Quick, why are these do these sql statements take wildly different times to execute? Both are being run on a SQL Server Express 2008 database with DWPROD being an Oracle 10g database.
--Query 1 --takes 6 minutes 23 seconds to produce 575,424 rows select * from [DWPROD]..[DISC].[DW_SPD_DETAIL] x where x.FISCAL_YEAR = 2010;
vs.
--Query 2 --takes 1 minute 17 seconds to produce 575,424 rows select * from openquery(DWPROD,'select * from disc.dw_spd_detail where fiscal_year = 2010 ');
Query 1 is using a “linked server” to make the query. A linked server is basically an ODBC connection to another server built into SQL Server and you call it using fully qualified name. In this case the where clause is not being passed to the remote server because the SQL Server engine decided against it for some reason (I think it’s either the engine found a type mismatch or it’s a bug). Instead the entire DW_SPD_DETAIL table is being dumped into a temp table locally. Then it filters on the FISCAL_YEAR and gives the result. The whole table is millons of records and the server is only running on a 100 megabit port.

Time is money.
Photo by Search Engine People Blog
Query 2 is using OpenQuery to execute the query on the remote server. The difference is that the query string is not being parsed by the SQL Server engine, it’s being passed directly to the remote server. The remote server can filter on it’s side (using any indexes to speed it up) and only return the filtered results.

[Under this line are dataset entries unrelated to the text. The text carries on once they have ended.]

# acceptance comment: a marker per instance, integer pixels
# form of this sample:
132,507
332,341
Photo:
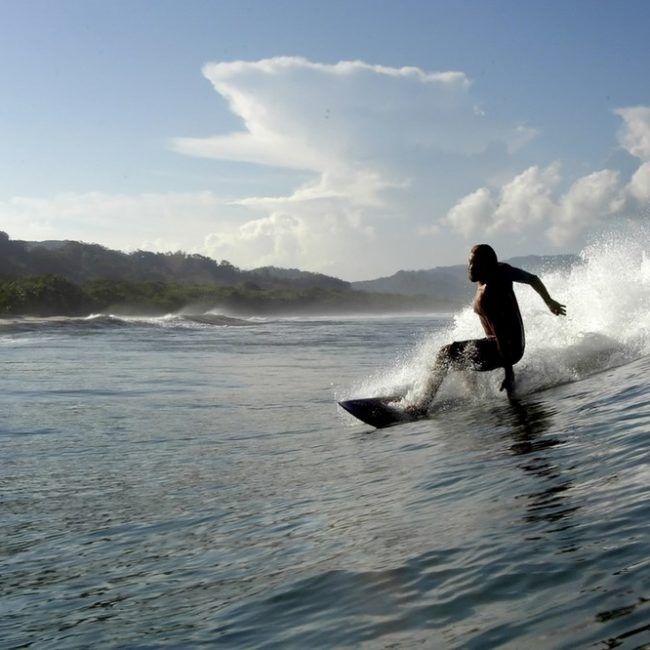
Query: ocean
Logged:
189,481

Query 2 is much faster because it’s only retrieving 575,424 rows from the database where query 1 is retrieving the entire table and then giving the results.
Time is money. The faster we can load all of our tables for the day, the faster we can start analyzing and reporting on the data. Plus, it’s good resume fodder to say “Reduced time for nightly database loads by 66%”.